Comment la danse peut-elle aider les entrepreneur(e)s à mieux gérer le stress et à être plus performant(e)s ?

Les entrepreneur(e)s sont des personnes qui s’engagent dans un processus de changement et de création. Si l’entrepreneuriat peut faire rêver sur le papier, il n’en reste pas moins un choix difficile qu’il faut à mon sens incarner pour lui donner une chance de se matérialiser.

Le maître mot de l’entrepreneuriat ? A.C.T.I.O.N

Faire un pas, puis un autre et puis encore un autre. Apprendre une technique, la pratiquer, l’appliquer. Développer des compétences multiples et savoir les coordonner, rebondir face à un obstacle, recommencer. Et bien-sûr, y trouver du plaisir, aimer le chemin, apprendre de chaque erreur, comprendre ce que l’on doit corriger.

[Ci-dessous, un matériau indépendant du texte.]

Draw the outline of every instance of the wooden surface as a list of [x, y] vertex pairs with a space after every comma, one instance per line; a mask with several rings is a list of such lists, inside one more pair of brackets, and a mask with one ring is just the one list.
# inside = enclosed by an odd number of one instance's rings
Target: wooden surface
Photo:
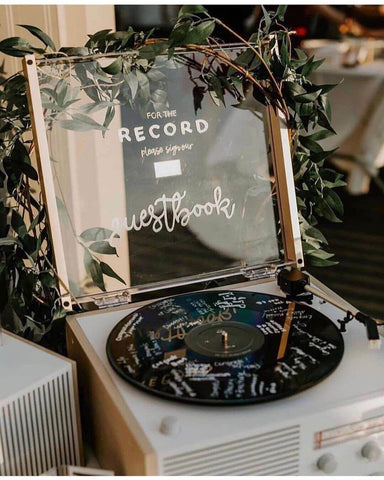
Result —
[[155, 453], [76, 317], [67, 322], [67, 347], [78, 365], [83, 422], [101, 468], [156, 475]]

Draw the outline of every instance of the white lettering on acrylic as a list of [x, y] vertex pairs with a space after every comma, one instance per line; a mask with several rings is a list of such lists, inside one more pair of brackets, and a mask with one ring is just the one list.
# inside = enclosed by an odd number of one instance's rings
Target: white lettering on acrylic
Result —
[[192, 208], [182, 207], [181, 203], [186, 195], [186, 191], [183, 193], [175, 192], [172, 197], [163, 194], [149, 204], [146, 209], [142, 209], [138, 215], [132, 215], [130, 222], [128, 222], [127, 217], [114, 218], [112, 220], [113, 232], [109, 238], [110, 245], [117, 247], [120, 244], [122, 241], [121, 233], [124, 230], [127, 232], [131, 230], [139, 231], [152, 224], [152, 230], [155, 233], [160, 232], [164, 227], [168, 232], [173, 232], [177, 223], [182, 227], [187, 226], [192, 216], [209, 216], [216, 213], [217, 215], [223, 214], [228, 219], [233, 217], [235, 203], [227, 197], [223, 198], [221, 187], [214, 189], [213, 202], [196, 203]]
[[[148, 129], [148, 132], [149, 132], [149, 135], [152, 137], [152, 138], [159, 138], [160, 137], [160, 134], [159, 133], [154, 133], [153, 131], [154, 130], [160, 130], [160, 125], [151, 125]], [[121, 141], [121, 140], [120, 140]]]
[[[196, 132], [200, 135], [208, 130], [209, 125], [206, 120], [198, 118], [194, 123]], [[168, 122], [162, 127], [155, 123], [148, 128], [148, 135], [151, 138], [157, 139], [160, 137], [160, 132], [162, 131], [167, 137], [173, 137], [176, 135], [178, 130], [180, 130], [181, 135], [193, 133], [191, 122], [184, 120], [180, 122], [180, 125], [173, 122]], [[133, 132], [126, 127], [119, 128], [117, 131], [117, 136], [121, 143], [123, 143], [124, 140], [127, 142], [133, 142], [135, 140], [136, 142], [143, 142], [147, 138], [144, 132], [144, 126], [142, 125], [139, 127], [134, 127]]]
[[140, 150], [140, 156], [144, 160], [146, 157], [150, 157], [150, 156], [158, 157], [159, 155], [162, 155], [165, 152], [167, 155], [172, 155], [174, 157], [179, 152], [192, 150], [193, 145], [194, 145], [193, 143], [183, 143], [181, 145], [143, 147]]

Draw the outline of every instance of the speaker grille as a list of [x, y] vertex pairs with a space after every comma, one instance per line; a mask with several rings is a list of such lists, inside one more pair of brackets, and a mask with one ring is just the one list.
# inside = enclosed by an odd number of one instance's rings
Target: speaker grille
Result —
[[71, 366], [0, 408], [0, 475], [40, 475], [63, 464], [80, 464]]
[[163, 459], [163, 475], [295, 475], [298, 425]]

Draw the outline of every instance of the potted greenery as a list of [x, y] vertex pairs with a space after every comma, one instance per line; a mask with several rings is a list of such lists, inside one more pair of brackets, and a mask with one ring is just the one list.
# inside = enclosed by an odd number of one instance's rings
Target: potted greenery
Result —
[[[296, 195], [299, 209], [303, 248], [307, 261], [316, 266], [334, 262], [327, 252], [326, 239], [316, 228], [318, 218], [338, 222], [343, 212], [335, 188], [344, 184], [341, 175], [325, 166], [333, 151], [324, 151], [319, 141], [335, 132], [330, 124], [327, 93], [333, 85], [315, 85], [309, 76], [321, 61], [308, 58], [291, 46], [291, 35], [283, 25], [286, 7], [271, 13], [264, 10], [259, 29], [249, 40], [240, 37], [227, 25], [209, 15], [198, 5], [181, 8], [169, 38], [158, 39], [154, 33], [103, 30], [89, 35], [83, 47], [56, 46], [40, 29], [24, 25], [42, 44], [35, 47], [26, 40], [13, 37], [0, 42], [0, 52], [22, 57], [35, 53], [42, 57], [60, 55], [92, 55], [119, 52], [104, 73], [122, 75], [125, 82], [137, 83], [139, 93], [151, 95], [145, 73], [158, 55], [172, 57], [176, 47], [202, 52], [208, 62], [204, 75], [193, 90], [195, 109], [204, 95], [220, 101], [226, 90], [236, 89], [236, 95], [252, 89], [253, 96], [282, 112], [289, 127]], [[235, 60], [222, 54], [214, 38], [216, 25], [225, 28], [245, 51]], [[124, 53], [135, 50], [135, 61], [127, 65]], [[3, 325], [17, 333], [59, 349], [64, 344], [65, 310], [60, 304], [57, 274], [53, 265], [44, 205], [39, 191], [38, 173], [32, 165], [34, 144], [31, 140], [31, 120], [26, 98], [25, 79], [21, 73], [3, 80], [0, 90], [0, 311]], [[125, 76], [124, 76], [125, 75]], [[265, 82], [264, 80], [267, 80]], [[104, 126], [113, 118], [113, 108], [107, 108]], [[81, 123], [81, 119], [78, 119]], [[80, 127], [79, 127], [80, 128]], [[315, 133], [309, 133], [313, 132]], [[103, 286], [103, 275], [113, 275], [103, 269], [95, 257], [89, 263], [89, 273], [96, 285]], [[95, 271], [97, 275], [95, 274]], [[116, 277], [115, 277], [116, 278]], [[98, 282], [98, 283], [97, 283]]]

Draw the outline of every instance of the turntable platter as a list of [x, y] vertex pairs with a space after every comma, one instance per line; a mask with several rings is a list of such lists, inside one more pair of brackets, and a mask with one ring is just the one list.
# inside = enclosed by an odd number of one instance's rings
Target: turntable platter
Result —
[[213, 405], [298, 393], [327, 377], [343, 351], [337, 327], [308, 305], [237, 290], [155, 301], [121, 320], [107, 342], [127, 381]]

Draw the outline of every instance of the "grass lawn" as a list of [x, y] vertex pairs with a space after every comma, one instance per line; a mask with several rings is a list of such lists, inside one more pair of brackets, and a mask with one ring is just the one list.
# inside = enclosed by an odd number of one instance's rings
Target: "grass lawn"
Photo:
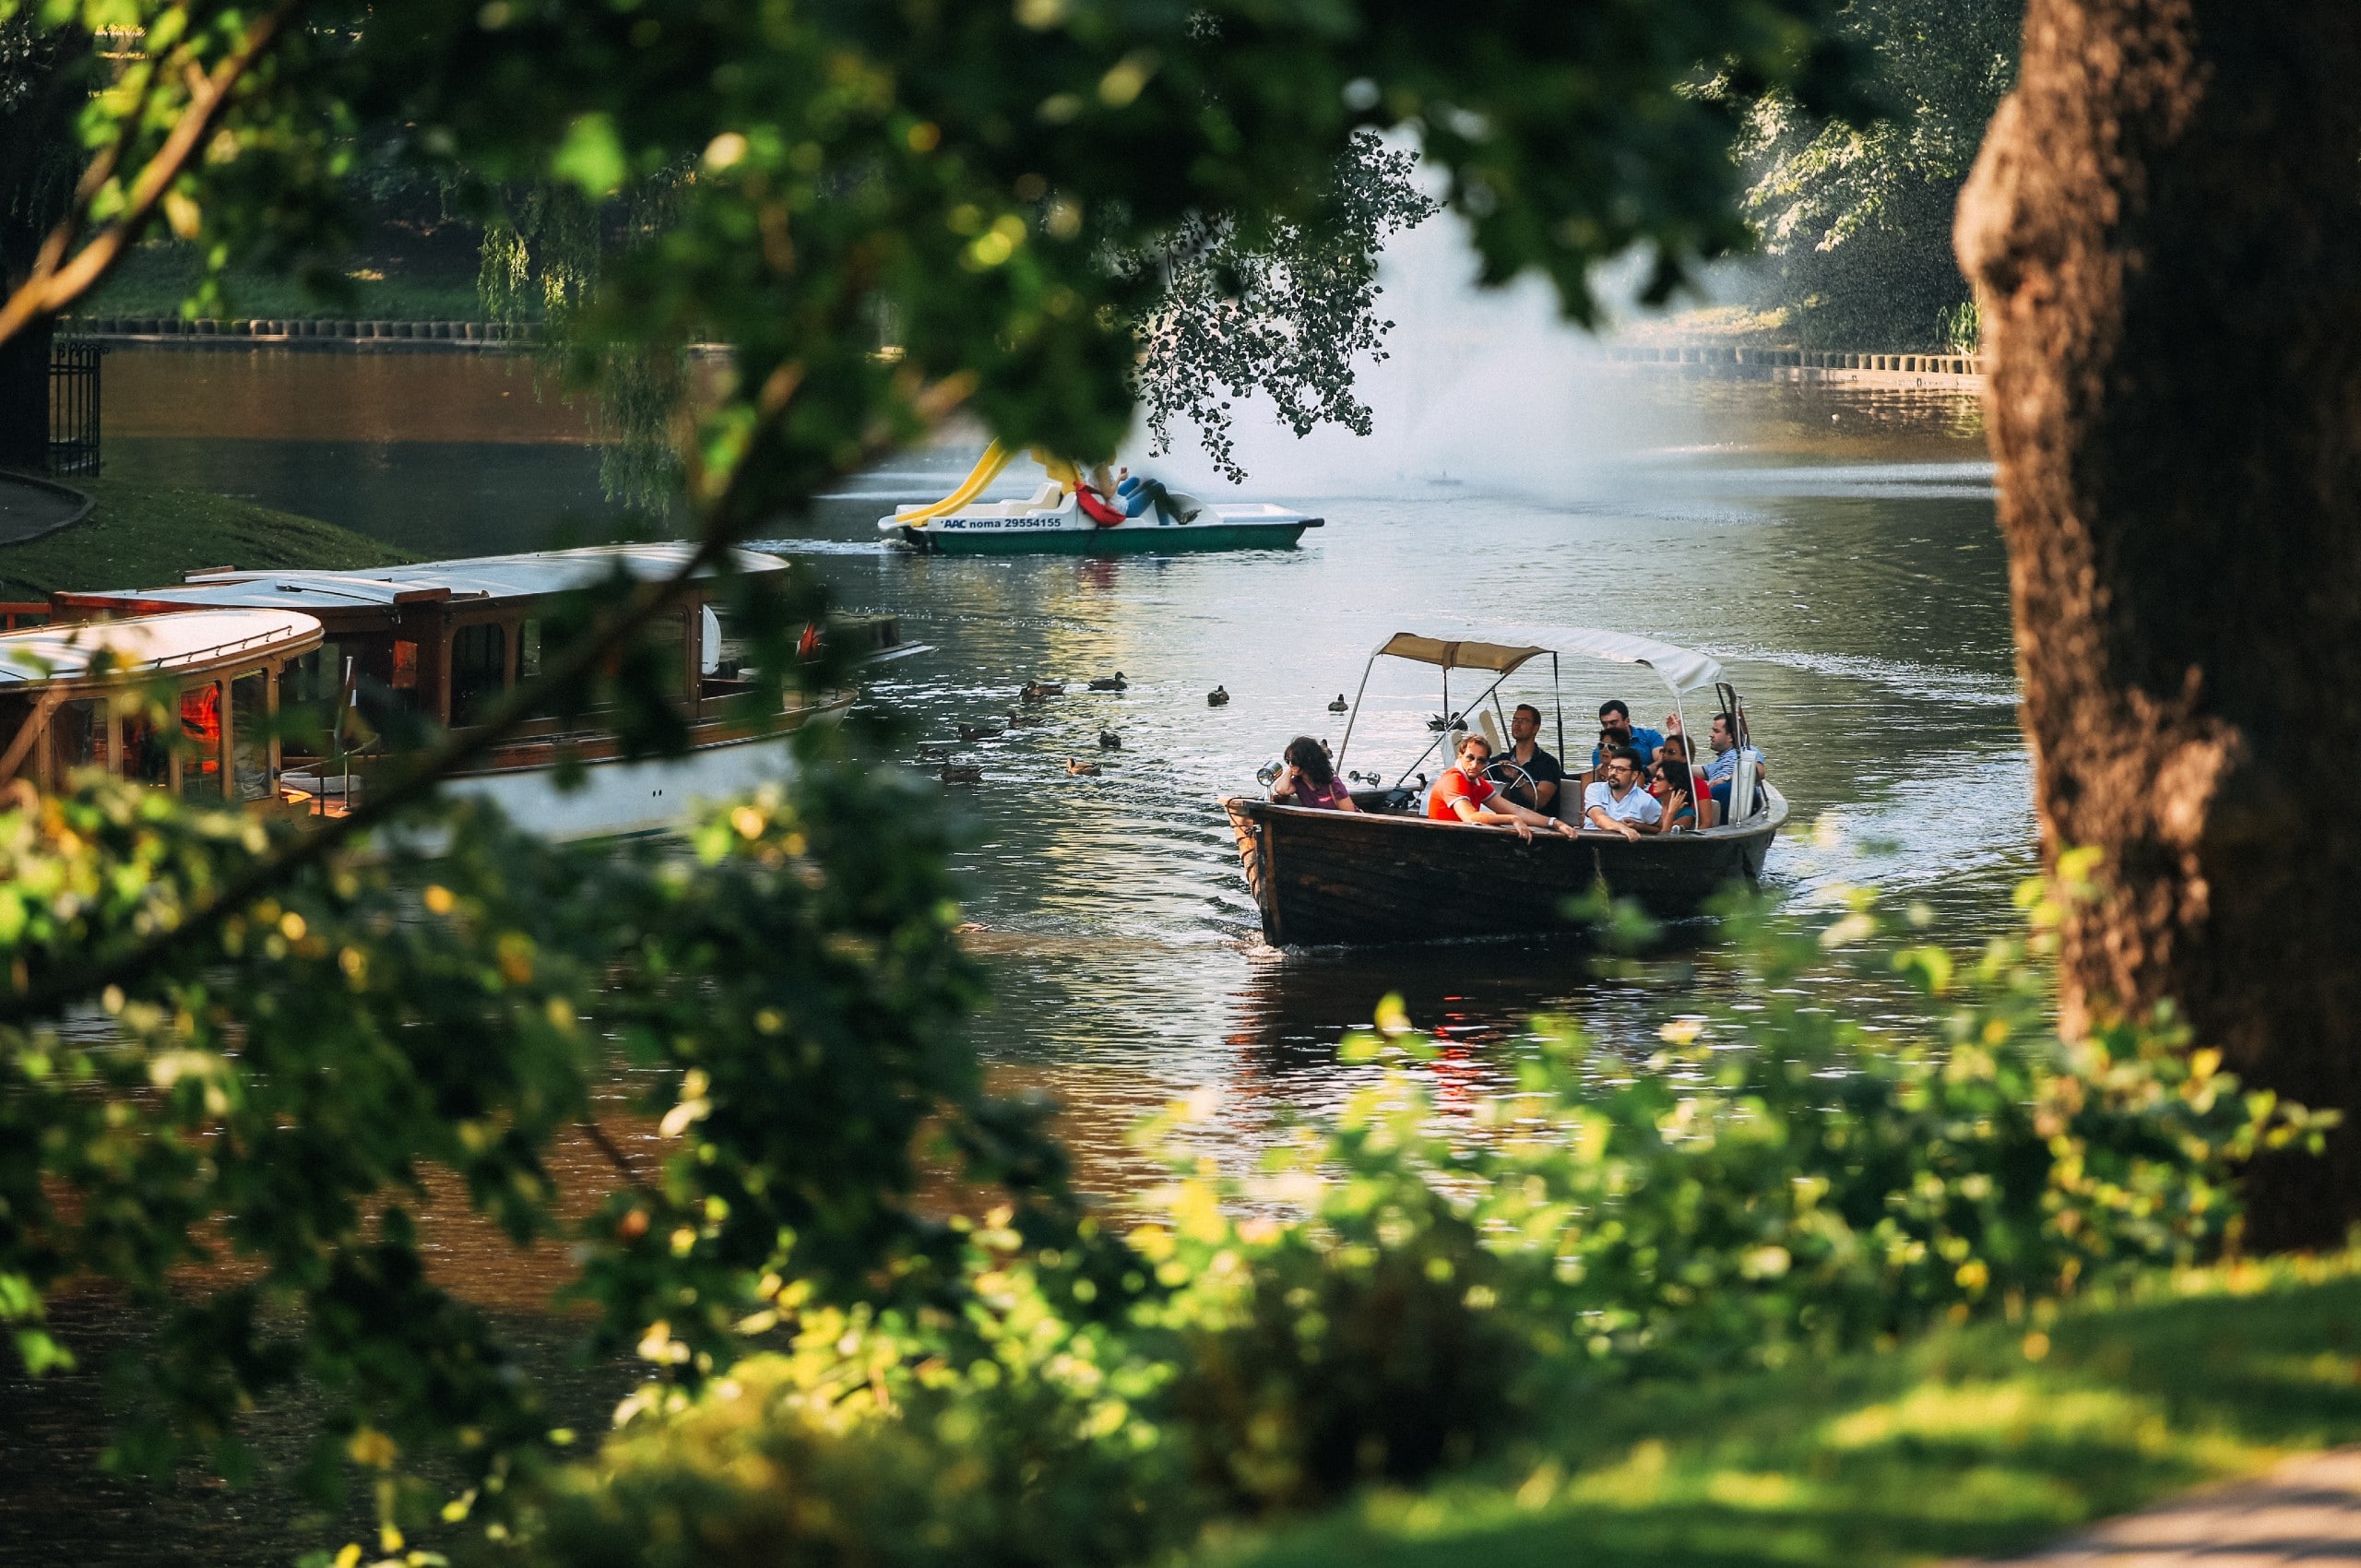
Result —
[[417, 557], [332, 523], [163, 485], [77, 479], [89, 517], [23, 544], [0, 544], [0, 598], [56, 588], [152, 588], [205, 566], [387, 566]]
[[1201, 1568], [1875, 1568], [2019, 1550], [2361, 1439], [2361, 1256], [1619, 1394], [1489, 1482], [1240, 1537]]
[[[165, 243], [140, 246], [76, 312], [96, 315], [178, 315], [181, 301], [204, 279], [205, 262], [195, 245]], [[350, 298], [314, 298], [291, 278], [232, 271], [223, 287], [226, 314], [234, 318], [312, 316], [361, 321], [481, 321], [483, 301], [476, 292], [472, 262], [445, 258], [421, 262], [400, 256], [365, 256], [345, 274]]]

C’est ainsi que je travaille avec les femmes entrepreneures tous les lundis matins dans les Matinales condAnsé.

J’inscris dans mon corps l’exigence nécessaire pour préserver mon énergie et atteindre mes objectifs, sans oublier d’y prendre goût, même s’il y a évidemment des jours avec et des jours sans; nous sommes dans la vraie vie !!

Notre énergie parle de nous

Notre énergie nous présente avant même que nous ne parlions. Il y a de l’intention dans une attitude ou dans un geste. Et l’intention est une énergie puissante.

Si je dois défendre un projet et que je me sens crispée ou paralysée dans mon corps (par la peur par exemple), cela se voit, se sent et se transmet. L’énergie que je vais envoyer à mon auditoire (prospects, investisseurs par ex) sera l’énergie d’une personne qui manque d’assurance. Si je suis ancrée, posée, alignée, que ma posture est ouverte et axée, je me donne toutes les chances d’être entendue et convaincante.

Nous sentons la différence entre quelqu’un qui est passionné et animé par l’envie, et quelqu’un qui est volontaire et ambitieux. Parce que la passion et l’envie viennent du corps et que cela est inspirant et communicatif. Nous pouvons les traduire en sensations et en émotions (excitation, chaleur, énergie vitale, posture ouverte et alerte, joie, enthousiasme, etc.), alors que l’ambition et la volonté viennent davantage de la projection mentale.

Non pas qu’il ne faille pas être ambitieux, ni volontaire car ce sont deux grandes qualités bien-sûr, mais ce qui est intéressant avec le corps, c’est qu’il n’a pas d’ego. Comprenons par là que l’ego est un mécanisme de protection contre toute forme de souffrance (rejet, critique, regard des autres etc). Le rôle de l’ego est d’assurer notre « survie » en résonance avec notre héritage personnel (familial, culturel, sociétal etc).

Pensée directionnelle et pensée figée

Réaliser des mouvements parfois contre-intuitifs initie la pensée à suivre de nouveaux chemins. Cela crée une  posture neuve, une nouvelle habitude dupliquable dans toute situation. Nous canalisons l’énergie sur la solution, le plan B, et non sur le problème. Autrement dit nous nous orientons vers une pensée mouvante, directionnelle et non une pensée figée, statique.

Parfois la marche paraît trop haute (parce que le mental le dit) et certaines émotions viennent parasiter et freiner la personne, mais cela a le mérite de provoquer des prises de conscience. Persévérer, c’est faire l’expérience de la progression et du changement d’énergie. 

Le pouvoir de fédérer

Danser en groupe tisse des liens, d’autant plus avec des personnes qui sont dans une même démarche de changement, de renouveau (création d’entreprise, transition professionnelle, personnelle etc. ). L’échange pendant et en-dehors des cours est porteur et fondamental pour moi. 

Nous évoluons dans la même énergie, nous convoquons le corps pour nous ancrer dans notre posture et nous engager dans un processus qu’il est important d’aimer .  

Par exemple, dans les matinales condAnsé on me pose souvent la question  du rapport entre la danse et le business. Pour moi, il s’agit de « faire corps » avec son business, de l’incarner, d’inscrire en soi  une discipline « aimable », et d’aller chercher dans son histoire les messages que l’on souhaite transmettre à sa cible. 

Certaines réponses sont dans notre corps, notre ADN, notre singularité, et c’est un concept intéressant qui démystifie la peur de la concurrence, car  nous sommes tous uniques, nous donc pouvons travailler sur un même marché mais de manière totalement différente, en relation avec notre histoire personnelle.

Danser nous mène au cœur de nous-mêmes et change notre relation au monde.